Consider big data architectures when you need to:

• Store and process data in volumes too large for a traditional database.
• Transform unstructured data for analysis and reporting.
• Capture, process, and analyze unbounded streams of data in real time, or with low latency.

Components of a big data architecture


The following diagram shows the logical components that fit into a big data architecture.
Individual solutions may not contain every item in this diagram.

Most big data architectures include some or all of the following components:

Data sources:

All big data solutions start with one or more data sources. Examples include:

-Application data stores, such as relational databases.

-Static files produced by applications, such as web server log files.

-Real-time data sources, such as IoT devices.


Data storage:

Data for batch processing operations is typically stored in a distributed file store that can hold high
volumes of large files in various formats. This kind of store is often called a data lake. Options for
implementing this storage include Azure Data Lake Store or blob containers in Azure Storage.

Batch processing:

Because the data sets are so large, often a big data solution must process data files using long-
running batch jobs to filter, aggregate, and otherwise prepare the data for analysis. Usually these
jobs involve reading source files, processing them, and writing the output to new files. Options
include running U-SQL jobs in Azure Data Lake Analytics, using Hive, Pig, or custom
Map/Reduce jobs in an HDInsight Hadoop cluster, or using Java, Scala, or Python programs in an
HDInsight Spark cluster.

Real-time message ingestion:

If the solution includes real-time sources, the architecture must include a way to capture and store
real-time messages for stream processing. This might be a simple data store, where incoming
messages are dropped into a folder for processing. However, many solutions need a message
ingestion store to act as a buffer for messages, and to support scale-out processing, reliable delivery,
and other message queuing semantics. This portion of a streaming architecture is often referred to
as stream buffering. Options include Azure Event Hubs, Azure IoT Hub, and Kafka.

Stream processing:

After capturing real-time messages, the solution must process them by filtering, aggregating, and
otherwise preparing the data for analysis. The processed stream data is then written to an output
sink. Azure Stream Analytics provides a managed stream processing service based on perpetually
running SQL queries that operate on unbounded streams.
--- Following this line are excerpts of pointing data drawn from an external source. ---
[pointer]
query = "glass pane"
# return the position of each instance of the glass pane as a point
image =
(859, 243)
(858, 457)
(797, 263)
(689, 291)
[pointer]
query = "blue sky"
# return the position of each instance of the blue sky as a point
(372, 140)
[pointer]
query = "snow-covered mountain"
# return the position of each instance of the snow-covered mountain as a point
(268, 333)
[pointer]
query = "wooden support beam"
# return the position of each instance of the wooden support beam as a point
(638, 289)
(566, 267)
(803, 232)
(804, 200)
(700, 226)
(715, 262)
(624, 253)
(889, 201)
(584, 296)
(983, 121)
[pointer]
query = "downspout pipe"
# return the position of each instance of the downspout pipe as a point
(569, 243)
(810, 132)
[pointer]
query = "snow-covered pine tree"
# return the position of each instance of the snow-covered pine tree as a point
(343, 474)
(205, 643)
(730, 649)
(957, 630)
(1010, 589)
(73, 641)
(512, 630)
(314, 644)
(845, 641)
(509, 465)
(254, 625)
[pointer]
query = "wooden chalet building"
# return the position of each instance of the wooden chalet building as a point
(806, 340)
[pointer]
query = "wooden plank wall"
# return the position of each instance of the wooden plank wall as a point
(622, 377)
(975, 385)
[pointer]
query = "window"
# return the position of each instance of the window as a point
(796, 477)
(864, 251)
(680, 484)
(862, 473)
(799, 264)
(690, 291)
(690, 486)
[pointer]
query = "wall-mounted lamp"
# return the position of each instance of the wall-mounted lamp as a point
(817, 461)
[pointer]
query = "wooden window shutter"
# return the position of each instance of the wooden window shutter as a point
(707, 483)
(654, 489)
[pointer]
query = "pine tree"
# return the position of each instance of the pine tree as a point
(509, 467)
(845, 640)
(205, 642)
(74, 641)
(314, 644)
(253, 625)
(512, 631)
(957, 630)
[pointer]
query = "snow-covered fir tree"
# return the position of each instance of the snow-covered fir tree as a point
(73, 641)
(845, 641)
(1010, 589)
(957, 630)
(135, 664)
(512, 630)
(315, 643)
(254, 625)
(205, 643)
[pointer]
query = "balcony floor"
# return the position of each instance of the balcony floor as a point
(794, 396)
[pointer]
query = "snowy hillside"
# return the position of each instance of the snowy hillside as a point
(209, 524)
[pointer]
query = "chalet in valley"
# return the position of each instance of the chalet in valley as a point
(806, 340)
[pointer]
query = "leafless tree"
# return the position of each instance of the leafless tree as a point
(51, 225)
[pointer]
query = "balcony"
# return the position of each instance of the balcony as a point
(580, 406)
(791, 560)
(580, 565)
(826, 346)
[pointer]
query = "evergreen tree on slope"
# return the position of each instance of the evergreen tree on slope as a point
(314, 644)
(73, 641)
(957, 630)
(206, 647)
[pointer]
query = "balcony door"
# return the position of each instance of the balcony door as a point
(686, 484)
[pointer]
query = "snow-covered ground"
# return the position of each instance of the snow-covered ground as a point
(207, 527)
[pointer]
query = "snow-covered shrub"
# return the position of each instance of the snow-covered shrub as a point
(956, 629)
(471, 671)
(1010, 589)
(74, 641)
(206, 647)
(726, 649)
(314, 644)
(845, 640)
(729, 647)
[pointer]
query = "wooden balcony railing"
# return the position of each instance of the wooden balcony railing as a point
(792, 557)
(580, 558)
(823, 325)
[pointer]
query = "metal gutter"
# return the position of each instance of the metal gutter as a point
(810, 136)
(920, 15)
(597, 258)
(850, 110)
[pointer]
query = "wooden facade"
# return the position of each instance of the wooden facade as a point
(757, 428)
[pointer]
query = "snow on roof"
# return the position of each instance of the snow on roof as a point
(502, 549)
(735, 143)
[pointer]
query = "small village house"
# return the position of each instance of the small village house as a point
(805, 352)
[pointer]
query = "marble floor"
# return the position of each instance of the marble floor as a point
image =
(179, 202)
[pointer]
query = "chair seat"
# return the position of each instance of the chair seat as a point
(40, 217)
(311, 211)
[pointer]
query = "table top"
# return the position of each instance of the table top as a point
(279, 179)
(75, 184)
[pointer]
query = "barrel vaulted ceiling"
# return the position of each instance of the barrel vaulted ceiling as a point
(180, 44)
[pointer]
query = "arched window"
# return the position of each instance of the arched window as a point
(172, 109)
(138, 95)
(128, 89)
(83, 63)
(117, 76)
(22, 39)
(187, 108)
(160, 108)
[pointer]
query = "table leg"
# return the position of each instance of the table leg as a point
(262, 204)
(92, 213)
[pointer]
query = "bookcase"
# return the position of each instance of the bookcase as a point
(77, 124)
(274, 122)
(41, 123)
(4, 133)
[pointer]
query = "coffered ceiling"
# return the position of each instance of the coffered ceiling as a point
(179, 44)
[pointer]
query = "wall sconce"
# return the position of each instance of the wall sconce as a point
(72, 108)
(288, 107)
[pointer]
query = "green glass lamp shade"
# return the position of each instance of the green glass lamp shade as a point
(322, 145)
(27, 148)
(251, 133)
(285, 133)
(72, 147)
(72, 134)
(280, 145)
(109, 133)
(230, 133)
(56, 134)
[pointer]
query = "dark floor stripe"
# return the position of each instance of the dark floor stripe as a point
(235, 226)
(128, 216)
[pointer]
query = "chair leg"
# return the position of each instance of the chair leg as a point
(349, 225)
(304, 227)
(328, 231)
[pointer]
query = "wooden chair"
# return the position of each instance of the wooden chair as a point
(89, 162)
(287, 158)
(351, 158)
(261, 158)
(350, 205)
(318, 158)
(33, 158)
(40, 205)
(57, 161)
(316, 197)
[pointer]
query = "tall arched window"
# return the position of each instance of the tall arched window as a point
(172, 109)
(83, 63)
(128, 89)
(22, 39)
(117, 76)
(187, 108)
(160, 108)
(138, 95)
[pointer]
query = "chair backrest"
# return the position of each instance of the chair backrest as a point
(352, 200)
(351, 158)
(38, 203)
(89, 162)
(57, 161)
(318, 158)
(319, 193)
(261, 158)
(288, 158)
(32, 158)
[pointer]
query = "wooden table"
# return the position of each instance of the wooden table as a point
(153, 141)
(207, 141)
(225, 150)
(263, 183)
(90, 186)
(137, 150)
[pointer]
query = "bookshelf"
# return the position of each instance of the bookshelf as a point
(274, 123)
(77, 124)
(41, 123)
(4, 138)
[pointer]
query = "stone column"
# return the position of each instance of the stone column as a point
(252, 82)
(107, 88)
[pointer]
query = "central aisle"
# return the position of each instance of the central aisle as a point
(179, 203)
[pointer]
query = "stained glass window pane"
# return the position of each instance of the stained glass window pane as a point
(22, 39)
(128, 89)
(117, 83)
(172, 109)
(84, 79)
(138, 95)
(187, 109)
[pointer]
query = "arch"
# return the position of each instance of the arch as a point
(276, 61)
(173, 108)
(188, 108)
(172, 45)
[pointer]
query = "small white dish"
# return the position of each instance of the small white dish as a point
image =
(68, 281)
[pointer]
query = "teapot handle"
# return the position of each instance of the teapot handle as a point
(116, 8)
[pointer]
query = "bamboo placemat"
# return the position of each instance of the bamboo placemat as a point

You can also use open source Apache
streaming technologies like Storm and Spark Streaming in an HDInsight cluster.
Analytical data store:

Many big data solutions prepare data for analysis and then serve the processed data in a structured
format that can be queried using analytical tools. The analytical data store used to serve these
queries can be a Kimball-style relational data warehouse, as seen in most traditional business
intelligence (BI) solutions. Alternatively, the data could be presented through a low-latency
NoSQL technology such as HBase, or an interactive Hive database that provides a metadata
abstraction over data files in the distributed data store. Azure Synapse Analytics provides a
managed service for large-scale, cloud-based data warehousing. HDInsight supports Interactive
Hive, HBase, and Spark SQL, which can also be used to serve data for analysis.

Analysis and reporting:

The goal of most big data solutions is to provide insights into the data through analysis and
reporting. To empower users to analyze the data, the architecture may include a data modeling
layer, such as a multidimensional OLAP cube or tabular data model in Azure Analysis Services.
It might also support self-service BI, using the modeling and visualization technologies in
Microsoft Power BI or Microsoft Excel. Analysis and reporting can also take the form of
interactive data exploration by data scientists or data analysts. For these scenarios, many Azure
services support analytical notebooks, such as Jupyter, enabling these users to leverage their
existing skills with Python or R. For large-scale data exploration, you can use Microsoft R Server,
either standalone or with Spark.

Orchestration:

Most big data solutions consist of repeated data processing operations, encapsulated in workflows,
that transform source data, move data between multiple sources and sinks, load the processed data
into an analytical data store, or push the results straight to a report or dashboard. To automate these
workflows, you can use an orchestration technology such Azure Data Factory or Apache Oozie
and Sqoop.
3.TECHNOLOGY

Analytics comprises various technologies that help you get the most valued information from the
data.

Hadoop
The open-source framework is widely used to store a large amount of data and run various
applications on a cluster of commodity hardware. It has become a key technology to be used in
big data because of the constant increase in the variety and volume of data, and its distributed
computing model provides faster access to data.

Data Mining
Once the data is stored in the data management system, you can use data mining techniques to
discover the patterns which are used for further analysis and answer complex business questions.
With data mining, all the repetitive and noisy data can be removed and point out only the relevant
information that is used to accelerate the pace of making informed decisions.

Text Mining
With text mining, we can analyze the text data from the web like the comments, likes from social
media, and other text-based sources like the email; we can identify if the mail is spam. Text Mining
uses technologies like machine learning or natural language processing to analyze a large amount
of data and discover the various patterns.

Predictive Analytics
Predictive analytics uses data, statistical algorithms, and machine learning techniques to identify
future outcomes based on historical data. It’s all about providing the best future outcomes so that
organizations can feel confident in their current business decisions.
4. APPLICATIONS

The term Big Data is referred to as large amount of complex and unprocessed data. Now a day's
companies use Big Data to make business more informative and allows to take business decisions
by enabling data scientists, analytical modelers and other professionals to analyse large volume of
transactional data. Big data is the valuable and powerful fuel that drives large IT industries of the
21st century. Big data is a spreading technology used in each business sector.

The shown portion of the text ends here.